(Changes dateline, byline, updates prices, quotes)
By Meg Clothier
LONDON, Nov 6 (Reuters) - The dollar struck fresh all-time lows against the euro and a basket of major currencies in early European trade on Tuesday as the market retained its negative assessment of the U.S. economy.
"Sentiment versus the dollar is very, very bearish. As far as the euro/dollar goes there is no new news, we are seeing momentum selling and it is likely to continue," said Adarsh Sinha, currency strategist at Barclays Capital.
Strong U.S. economic last week data failed to put a floor under the dollar's broad slide against the single currency and persistent fears about credit risks also continued to hurt the greenback.
Citigroup's Sunday announcement that it may write off $11 billion of subprime mortgage losses has stirred worries that more write-downs could surface. The bank also saw its credit rating downgraded on Monday.
"There are renewed concerns about credit problems, with spreads widening over the last week and that is negative to the dollar. It increases the downside risk to growth and suggests this will be more important moving ahead relative to inflation risks," Sinha added.

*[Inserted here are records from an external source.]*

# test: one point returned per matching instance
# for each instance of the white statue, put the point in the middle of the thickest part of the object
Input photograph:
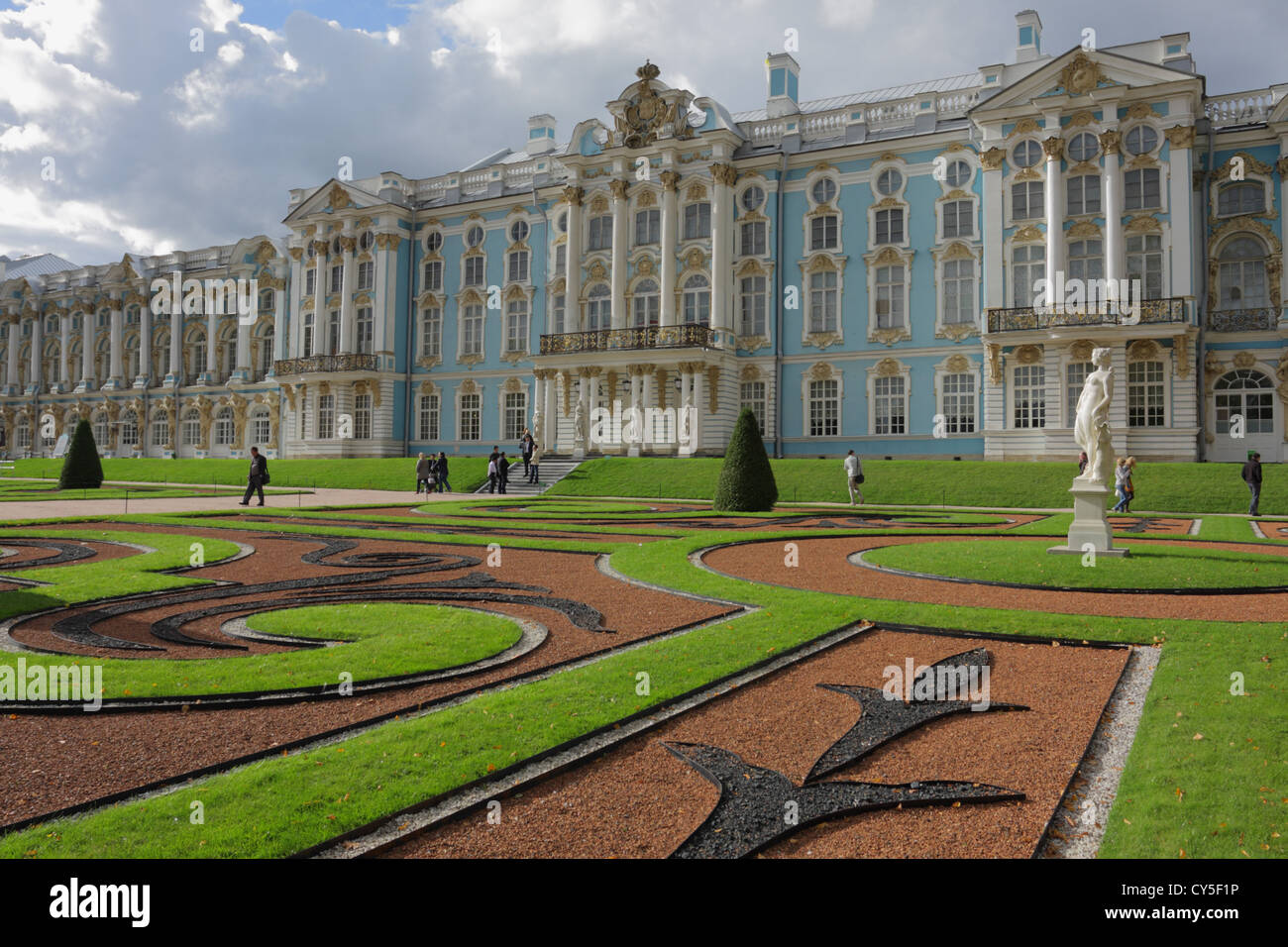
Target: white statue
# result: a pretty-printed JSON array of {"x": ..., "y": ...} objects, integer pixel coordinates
[{"x": 1091, "y": 428}]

The Federal Reserve's statement after it cut its benchmark rate last month had said "the upside risks to inflation roughly balance the downside risks to growth".

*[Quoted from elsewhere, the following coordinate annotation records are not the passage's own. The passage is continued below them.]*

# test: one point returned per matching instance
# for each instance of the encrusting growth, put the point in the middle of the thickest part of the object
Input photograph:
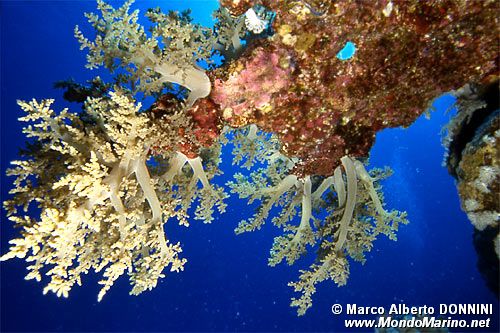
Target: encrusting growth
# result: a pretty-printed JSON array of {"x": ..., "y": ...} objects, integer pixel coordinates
[{"x": 104, "y": 182}]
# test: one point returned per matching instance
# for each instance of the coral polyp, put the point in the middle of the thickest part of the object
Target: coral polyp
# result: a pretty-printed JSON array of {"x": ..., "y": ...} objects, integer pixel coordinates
[{"x": 108, "y": 180}]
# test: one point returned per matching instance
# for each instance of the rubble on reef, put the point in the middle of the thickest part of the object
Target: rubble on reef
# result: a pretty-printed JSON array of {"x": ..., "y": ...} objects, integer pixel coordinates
[{"x": 116, "y": 173}]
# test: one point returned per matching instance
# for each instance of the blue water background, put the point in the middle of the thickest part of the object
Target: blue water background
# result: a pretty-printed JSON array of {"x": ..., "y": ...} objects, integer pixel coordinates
[{"x": 227, "y": 284}]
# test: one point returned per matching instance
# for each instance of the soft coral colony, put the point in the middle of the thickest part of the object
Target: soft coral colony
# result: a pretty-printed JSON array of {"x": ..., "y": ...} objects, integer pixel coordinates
[{"x": 108, "y": 179}]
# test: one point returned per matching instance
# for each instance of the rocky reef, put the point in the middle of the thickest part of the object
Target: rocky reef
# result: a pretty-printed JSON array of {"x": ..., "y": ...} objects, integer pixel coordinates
[
  {"x": 107, "y": 179},
  {"x": 472, "y": 157}
]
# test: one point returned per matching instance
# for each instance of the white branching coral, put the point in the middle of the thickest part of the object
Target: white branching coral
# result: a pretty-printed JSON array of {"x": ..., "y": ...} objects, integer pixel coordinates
[
  {"x": 352, "y": 200},
  {"x": 168, "y": 55},
  {"x": 101, "y": 206}
]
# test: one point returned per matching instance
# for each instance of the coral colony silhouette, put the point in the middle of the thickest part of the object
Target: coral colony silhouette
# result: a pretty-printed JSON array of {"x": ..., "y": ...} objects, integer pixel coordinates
[{"x": 108, "y": 178}]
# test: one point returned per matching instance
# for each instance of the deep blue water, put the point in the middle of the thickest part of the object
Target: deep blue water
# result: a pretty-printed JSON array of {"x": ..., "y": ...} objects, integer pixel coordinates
[{"x": 227, "y": 284}]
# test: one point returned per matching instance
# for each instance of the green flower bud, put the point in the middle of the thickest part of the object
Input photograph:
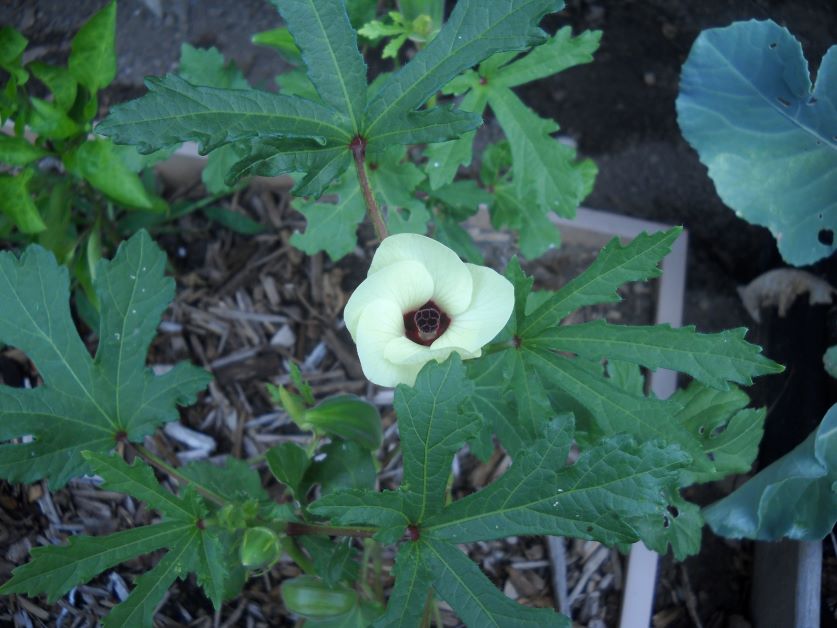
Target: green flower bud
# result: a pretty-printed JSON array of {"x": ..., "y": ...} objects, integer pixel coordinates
[
  {"x": 259, "y": 548},
  {"x": 309, "y": 596}
]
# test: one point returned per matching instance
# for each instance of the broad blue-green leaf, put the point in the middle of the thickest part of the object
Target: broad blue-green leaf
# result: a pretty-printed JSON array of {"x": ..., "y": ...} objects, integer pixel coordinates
[
  {"x": 768, "y": 139},
  {"x": 207, "y": 66},
  {"x": 16, "y": 151},
  {"x": 16, "y": 202},
  {"x": 603, "y": 495},
  {"x": 615, "y": 265},
  {"x": 92, "y": 55},
  {"x": 97, "y": 163},
  {"x": 476, "y": 600},
  {"x": 54, "y": 570},
  {"x": 59, "y": 80},
  {"x": 409, "y": 594},
  {"x": 560, "y": 52},
  {"x": 475, "y": 30},
  {"x": 435, "y": 418},
  {"x": 795, "y": 497},
  {"x": 85, "y": 403},
  {"x": 151, "y": 587},
  {"x": 332, "y": 226},
  {"x": 175, "y": 111},
  {"x": 714, "y": 359},
  {"x": 328, "y": 46}
]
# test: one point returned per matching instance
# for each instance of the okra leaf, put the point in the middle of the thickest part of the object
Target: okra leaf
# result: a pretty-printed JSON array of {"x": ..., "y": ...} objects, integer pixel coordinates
[
  {"x": 16, "y": 202},
  {"x": 409, "y": 594},
  {"x": 139, "y": 608},
  {"x": 92, "y": 52},
  {"x": 99, "y": 164},
  {"x": 207, "y": 66},
  {"x": 729, "y": 432},
  {"x": 543, "y": 165},
  {"x": 615, "y": 265},
  {"x": 54, "y": 569},
  {"x": 435, "y": 418},
  {"x": 138, "y": 481},
  {"x": 768, "y": 138},
  {"x": 714, "y": 359},
  {"x": 560, "y": 52},
  {"x": 328, "y": 45},
  {"x": 175, "y": 111},
  {"x": 474, "y": 31},
  {"x": 16, "y": 151},
  {"x": 85, "y": 403},
  {"x": 603, "y": 495},
  {"x": 332, "y": 225}
]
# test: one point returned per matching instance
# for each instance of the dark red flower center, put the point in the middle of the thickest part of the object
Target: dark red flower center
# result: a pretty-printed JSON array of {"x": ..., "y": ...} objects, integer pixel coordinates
[{"x": 426, "y": 324}]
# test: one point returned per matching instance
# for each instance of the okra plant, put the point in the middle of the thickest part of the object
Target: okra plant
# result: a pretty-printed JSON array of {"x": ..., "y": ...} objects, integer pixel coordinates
[
  {"x": 478, "y": 359},
  {"x": 755, "y": 109},
  {"x": 60, "y": 186}
]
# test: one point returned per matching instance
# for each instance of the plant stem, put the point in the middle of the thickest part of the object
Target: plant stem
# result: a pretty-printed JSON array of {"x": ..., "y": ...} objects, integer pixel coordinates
[
  {"x": 165, "y": 467},
  {"x": 358, "y": 148},
  {"x": 295, "y": 528},
  {"x": 294, "y": 551}
]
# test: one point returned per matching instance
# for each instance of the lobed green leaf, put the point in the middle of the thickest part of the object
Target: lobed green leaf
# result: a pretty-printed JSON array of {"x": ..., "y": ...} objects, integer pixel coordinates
[
  {"x": 328, "y": 46},
  {"x": 85, "y": 403},
  {"x": 714, "y": 359},
  {"x": 615, "y": 265},
  {"x": 175, "y": 111}
]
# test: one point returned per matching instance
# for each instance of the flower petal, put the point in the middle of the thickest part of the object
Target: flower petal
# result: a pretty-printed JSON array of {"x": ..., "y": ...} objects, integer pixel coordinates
[
  {"x": 406, "y": 284},
  {"x": 489, "y": 311},
  {"x": 380, "y": 324},
  {"x": 403, "y": 351},
  {"x": 451, "y": 280}
]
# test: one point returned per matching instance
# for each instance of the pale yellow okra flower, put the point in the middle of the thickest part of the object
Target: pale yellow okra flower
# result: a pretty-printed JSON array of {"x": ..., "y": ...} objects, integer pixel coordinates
[{"x": 420, "y": 302}]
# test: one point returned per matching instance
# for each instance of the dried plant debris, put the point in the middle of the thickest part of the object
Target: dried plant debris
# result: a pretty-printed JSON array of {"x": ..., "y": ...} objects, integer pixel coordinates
[{"x": 247, "y": 305}]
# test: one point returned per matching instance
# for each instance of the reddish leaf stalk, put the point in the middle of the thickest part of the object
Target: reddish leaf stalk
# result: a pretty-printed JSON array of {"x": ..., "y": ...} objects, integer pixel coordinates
[{"x": 358, "y": 148}]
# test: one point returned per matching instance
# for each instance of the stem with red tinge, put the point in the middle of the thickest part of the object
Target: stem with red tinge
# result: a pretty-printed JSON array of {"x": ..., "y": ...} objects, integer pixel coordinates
[{"x": 358, "y": 148}]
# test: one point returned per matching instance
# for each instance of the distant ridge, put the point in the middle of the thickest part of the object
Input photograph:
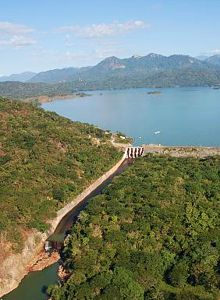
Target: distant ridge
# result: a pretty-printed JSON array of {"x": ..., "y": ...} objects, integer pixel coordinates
[
  {"x": 133, "y": 68},
  {"x": 215, "y": 60},
  {"x": 152, "y": 70},
  {"x": 22, "y": 77}
]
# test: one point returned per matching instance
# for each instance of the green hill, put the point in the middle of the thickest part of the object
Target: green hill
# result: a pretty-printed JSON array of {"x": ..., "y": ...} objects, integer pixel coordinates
[
  {"x": 153, "y": 234},
  {"x": 45, "y": 160}
]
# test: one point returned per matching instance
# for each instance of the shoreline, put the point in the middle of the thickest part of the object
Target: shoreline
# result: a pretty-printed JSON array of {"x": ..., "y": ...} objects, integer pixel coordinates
[
  {"x": 45, "y": 98},
  {"x": 39, "y": 260},
  {"x": 32, "y": 251}
]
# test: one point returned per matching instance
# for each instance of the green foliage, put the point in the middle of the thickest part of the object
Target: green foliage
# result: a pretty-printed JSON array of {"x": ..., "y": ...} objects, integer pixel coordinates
[
  {"x": 45, "y": 161},
  {"x": 152, "y": 234}
]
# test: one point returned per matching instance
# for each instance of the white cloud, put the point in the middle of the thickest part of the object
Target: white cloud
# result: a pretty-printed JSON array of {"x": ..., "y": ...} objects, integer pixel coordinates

By 0826 GMT the euro had risen 0.38 percent to $1.4519 <EUR=>, having peaked at $1.4532 according to Reuters, surpassing a record high of $1.4528 set on Friday.

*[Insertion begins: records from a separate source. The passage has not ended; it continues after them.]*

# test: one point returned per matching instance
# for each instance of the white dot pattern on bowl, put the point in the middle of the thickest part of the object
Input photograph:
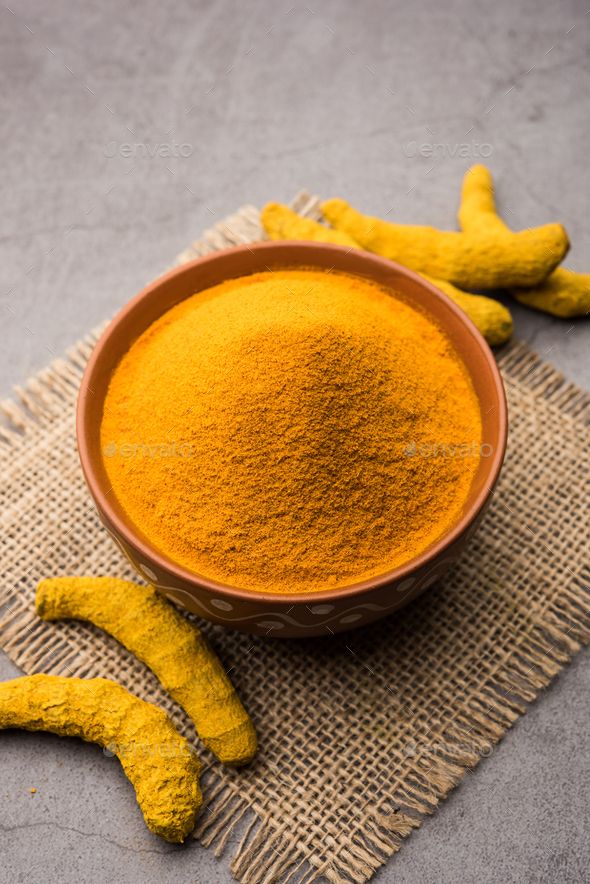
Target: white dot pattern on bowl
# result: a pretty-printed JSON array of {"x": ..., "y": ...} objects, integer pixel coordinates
[
  {"x": 222, "y": 605},
  {"x": 321, "y": 609},
  {"x": 351, "y": 618}
]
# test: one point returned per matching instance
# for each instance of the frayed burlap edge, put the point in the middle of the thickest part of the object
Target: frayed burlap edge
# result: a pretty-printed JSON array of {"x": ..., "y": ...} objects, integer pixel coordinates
[{"x": 266, "y": 852}]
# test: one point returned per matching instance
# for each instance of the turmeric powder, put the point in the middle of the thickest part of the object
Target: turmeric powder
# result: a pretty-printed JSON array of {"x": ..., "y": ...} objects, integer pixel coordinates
[
  {"x": 174, "y": 649},
  {"x": 160, "y": 764},
  {"x": 489, "y": 316},
  {"x": 318, "y": 429},
  {"x": 471, "y": 260},
  {"x": 563, "y": 293}
]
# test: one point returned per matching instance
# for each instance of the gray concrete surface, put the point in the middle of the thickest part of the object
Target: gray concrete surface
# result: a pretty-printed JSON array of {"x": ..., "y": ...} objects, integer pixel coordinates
[{"x": 385, "y": 103}]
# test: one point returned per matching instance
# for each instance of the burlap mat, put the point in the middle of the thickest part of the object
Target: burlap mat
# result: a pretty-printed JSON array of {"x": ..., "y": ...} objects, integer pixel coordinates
[{"x": 362, "y": 734}]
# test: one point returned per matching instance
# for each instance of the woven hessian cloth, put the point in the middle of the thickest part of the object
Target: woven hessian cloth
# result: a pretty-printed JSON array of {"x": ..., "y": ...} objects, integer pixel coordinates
[{"x": 361, "y": 734}]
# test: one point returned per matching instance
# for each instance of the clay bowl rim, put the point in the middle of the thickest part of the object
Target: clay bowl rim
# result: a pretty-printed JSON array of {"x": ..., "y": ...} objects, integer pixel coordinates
[{"x": 85, "y": 426}]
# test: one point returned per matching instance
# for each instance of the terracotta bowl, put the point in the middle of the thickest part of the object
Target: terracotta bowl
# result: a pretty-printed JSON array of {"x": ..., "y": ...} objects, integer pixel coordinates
[{"x": 317, "y": 613}]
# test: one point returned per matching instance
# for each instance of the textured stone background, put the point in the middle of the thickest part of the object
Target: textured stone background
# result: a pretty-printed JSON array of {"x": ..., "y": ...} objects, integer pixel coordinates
[{"x": 384, "y": 103}]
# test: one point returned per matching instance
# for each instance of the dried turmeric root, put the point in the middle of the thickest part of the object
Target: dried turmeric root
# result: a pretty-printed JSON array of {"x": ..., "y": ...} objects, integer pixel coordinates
[
  {"x": 173, "y": 648},
  {"x": 160, "y": 764},
  {"x": 479, "y": 259},
  {"x": 281, "y": 222},
  {"x": 564, "y": 293},
  {"x": 491, "y": 318}
]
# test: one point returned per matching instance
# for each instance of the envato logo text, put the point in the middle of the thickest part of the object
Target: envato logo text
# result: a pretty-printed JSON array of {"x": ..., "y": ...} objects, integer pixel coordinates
[
  {"x": 441, "y": 449},
  {"x": 142, "y": 149},
  {"x": 431, "y": 149},
  {"x": 145, "y": 751},
  {"x": 145, "y": 450}
]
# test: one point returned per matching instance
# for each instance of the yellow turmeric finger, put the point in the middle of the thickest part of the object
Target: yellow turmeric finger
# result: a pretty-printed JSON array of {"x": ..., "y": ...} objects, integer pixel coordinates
[
  {"x": 491, "y": 318},
  {"x": 281, "y": 222},
  {"x": 174, "y": 649},
  {"x": 478, "y": 259},
  {"x": 564, "y": 293},
  {"x": 160, "y": 764},
  {"x": 477, "y": 209}
]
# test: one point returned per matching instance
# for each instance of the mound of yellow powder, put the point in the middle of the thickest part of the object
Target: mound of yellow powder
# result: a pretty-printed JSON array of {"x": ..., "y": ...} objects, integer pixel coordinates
[{"x": 292, "y": 431}]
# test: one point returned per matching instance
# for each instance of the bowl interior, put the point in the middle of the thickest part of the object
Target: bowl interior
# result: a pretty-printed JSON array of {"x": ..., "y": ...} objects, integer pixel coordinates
[{"x": 196, "y": 276}]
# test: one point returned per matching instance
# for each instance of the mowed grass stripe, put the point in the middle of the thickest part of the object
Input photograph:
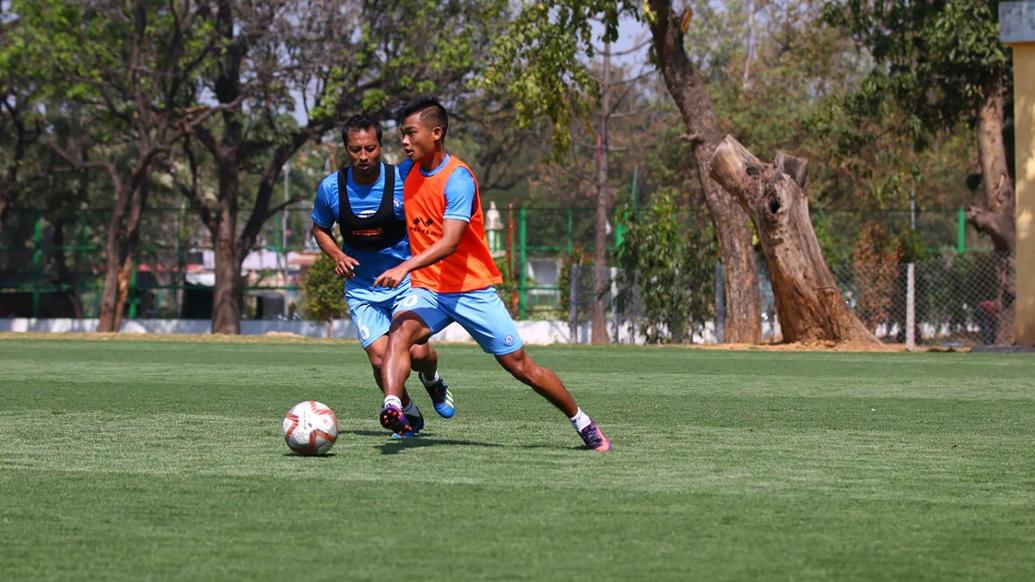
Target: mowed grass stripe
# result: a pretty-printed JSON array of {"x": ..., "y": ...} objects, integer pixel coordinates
[{"x": 164, "y": 460}]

The dollar index (.DXY: Quote, Profile, Research), which tracks the greenback's progress against a basket of six major currencies, dipped as far as 76.175, the lowest in its more than 30-year history.
"The U.S. dollar has suffered from firm commodity prices, strong flows into emerging markets, and continued (reserve) diversification, and we expect the dollar to stay weak for now," UBS said in a note.
U.S. light crude (CLc1: Quote, Profile, Research) rose more than 1 percent to $95.10 a barrel, climbing back towards the record high above $96 set last week. Gold <XAU=> surged to fresh 28-year highs on Tuesday.
RISK APPETITE HURTS YEN
The yen, however, slipped broadly as gains in stock markets pointed to a pick-up in risk appetite and encouraged investors to re-enter risky carry trade bets funded by cheap borrowing in the Japanese currency.
The yen inched lower against the dollar to 114.70 yen <JPY=>, compared with around 114.50 yen in late U.S. trading on Monday.
The yen also fell 0.61 percent against the euro to 166.61 <EURJPY=R> and slipped against the high-yielding New Zealand and Australian dollars <NZDJPY=R> <AUDJPY=R>.
The Australian dollar rose ahead of the Reserve Bank of Australia's interest rate decision expected on Wednesday, gaining 0.62 percent against the dollar to $0.9255 <AUD=>, near a 23-year peak around $0.9345 hit last week.
The RBA is seen likely to raise interest rates by 25 basis points to an 11-year high of 6.75 percent.